Hi guys. Late night blog tonight... sorry about it. Send music shit to [ fosterhildingmusic@gmail.com ] or DM me on Instagram.

photos stolen from the internet.

onewaymirror's newest release, Everything Wants Me To Write In Cursive, had slipped under my radar for far too long. I think I listened two or three times through it the day it came out, but since then I'd almost completely forgotten about it--possibly in part due to its brevity. Listening back recently, though, I don't know how I could've forgotten. Pulled from the absolute depths of teenagedom and every strain from those years of acclimating to the world, it captures that feeling we all return to sometimes, the feeling we recognize now only in shadows in the corners of our own insecurity.

Everything Wants Me To Write In Cursive rides on cheap pianos and delayed guitars, phasing in and out of existence like some undiscovered quantum particle--indecisive, strange, and fading into song at the speed of sound as spoken words remind us not to forget what we've learned, what we've experienced. "Our pictures will become old photographs" is a simple line, yet packed with a punch I wasn't expecting to hurt. To know that now will be left behind one day. 


This Is My Way Of Saying Hello carries probably my favorite spoken word cadence of any song ever. It's pure, almost questioning the state of immovable, unchangeable things. It's betrayed only by these sliding, chugging, meat-loving, bashing guitars that rumble beneath the deafening pop of a weak snare. Screams and words, entangled with one another, brush up against these pillars of sonic destruction and make their home a broken one. Toms bubble out of nonexistence into back to back breakdowns, the second made complete by a dry china as it smashes every chance of recovery.

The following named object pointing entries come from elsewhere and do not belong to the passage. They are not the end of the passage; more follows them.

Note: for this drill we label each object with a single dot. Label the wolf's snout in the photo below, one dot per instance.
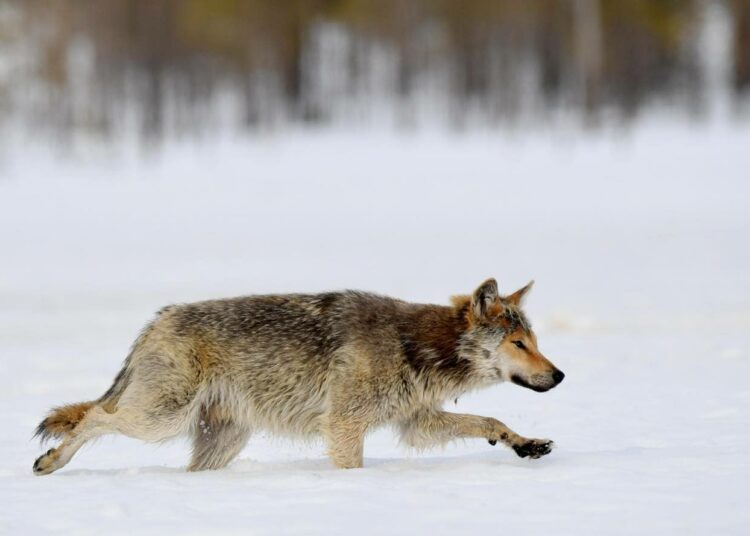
(558, 376)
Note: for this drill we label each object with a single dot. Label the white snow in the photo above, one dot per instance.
(637, 242)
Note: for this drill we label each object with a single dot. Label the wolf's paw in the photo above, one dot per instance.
(46, 463)
(534, 448)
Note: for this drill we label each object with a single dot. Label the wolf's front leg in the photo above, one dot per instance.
(437, 427)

Fourth Song, actually the third song on the EP, has some of the most interesting guitar interplay on the whole project. They weave in and out of almost unbearable proximity like lovers in a quarrel, the only wall dividing them being a crunching bass that drives up and down every expanse of the wooden instrument. These guitars sound like velcro ripping apart, scattered and swarming and disorienting without losing their rigid discipline.

First Song is simply the most diverse. Between different signature sprays and dynamic twists, they curl in and out of severity like masters. The ending is just rolling, guttural noise against almost-grindcore drums.

The Difference Between Said And Done builds over its first twenty seconds so elegantly, these distorted waves coming in varying forms and ending in unity. Every moment of tension is high, molding and rolling off of our tongue in sounds foreign, blood boiled, and songs cut and dry in their making. That breakdown about 30 seconds before the ending is nuts, and I couldn't even explain to you why it hit me as hard as it did.


Beautiful in their fury, onewaymirror is rightfully infamous. Never failing to prove themselves both in furthering their musical journeys and widening their skills, they cannot be overestimated. I would actually kill to see this shit live. Thanks for reading, guys. Sorry it's a short one.